「個と多様性」を重視する意識の変化と「お酒」との繋がり
ここまで、20代の飲酒行動の変化を見てきました。その変化の要因を探るため、最後に意識の観点からデータを読み解いていきたいと思います。
20代の「自分/生活についての考え方」を見ると、「自分をおさえても周りの調和を考えて行動している」は47.6%であり、この10年で減少しています。一方で「周りのことよりも自分のことを優先したい」は半数以上の52.6%となっており、増加傾向が見られました。また、関連した設問として「人は人、自分は自分なので他人のことは気にならない」についても、増加傾向となっています(図表7)。

(データ)インテージSCI Profiler2013・2023、対象者:男女20~29歳(クリックすると拡大します)

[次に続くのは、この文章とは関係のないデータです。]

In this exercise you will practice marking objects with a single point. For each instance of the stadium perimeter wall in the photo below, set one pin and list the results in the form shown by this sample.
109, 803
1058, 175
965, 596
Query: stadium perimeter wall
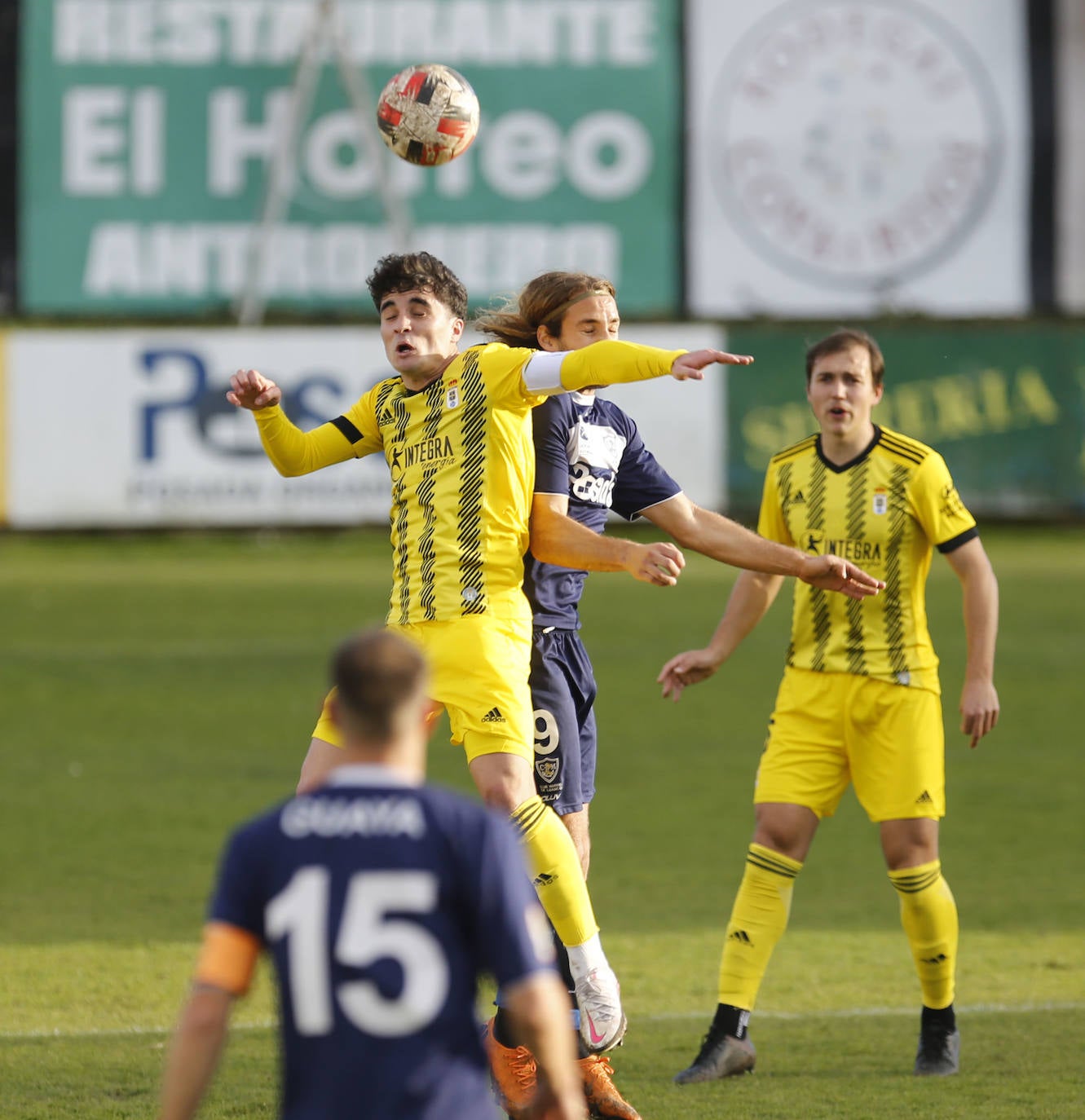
130, 428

飲むお酒の多様化や、家飲みと外飲みとで飲むお酒を区別しないといったトレンドは、こうした「自分」の優先度の上昇がひとつの要因として考えられそうです。個性や多様性の尊重が当たり前のものとして育ってきた今の20代は、必要以上に他人に合わせることはせず、各々が自由にお酒を楽しむ意識を持っているのではないかと推測しています。
さいごに
ここまで、データをひも解きながら20代のお酒の飲み方について分析してきました。「お酒離れ」と一括りに語ることなく、飲んでいるお酒のタイプなどにも目を向けてみると、多様なお酒の楽しみ方を通じて、「多様性を認め合う」や「自己の尊重」といった彼らが大切にしている価値観との繋がりも透けて見えてきました。
自宅近くのコンビニで、偶然にも彼らの買い物風景に出逢うことがありますが、その日の気分に合わせて1本、2本とその日に飲む分を買い物かごに入れたりしています。そんなとき、チューハイやサワーのバリエーション豊かな品揃えはかれらの選択をよりワクワクするものにさせてくれているのかもしれません。また、居酒屋ではテーブルごとに準備されたQRコードから各自が思い思いのオーダーができるシステムの導入が進んでいます。ホールスタッフの人件費高騰、人材不足といった課題への対応でもありますが、こうしたシステムがかれらの「思い思い・多様性」を後押ししているという側面もあるのではないでしょうか。そして、「多様性を認め合う」や「自己の尊重」という風潮は「お酒を飲めない人」や「(体質的には飲めるけど)お酒を飲まない人」がお酒のある場面でも楽しく過ごせる空気を広げてくれてもいます。
これからの変わりゆくお酒のある風景を、生活者のマインドやその潮流に着目しながらデザインすることで、新しいお酒のある風景を描くことができるかもしれません。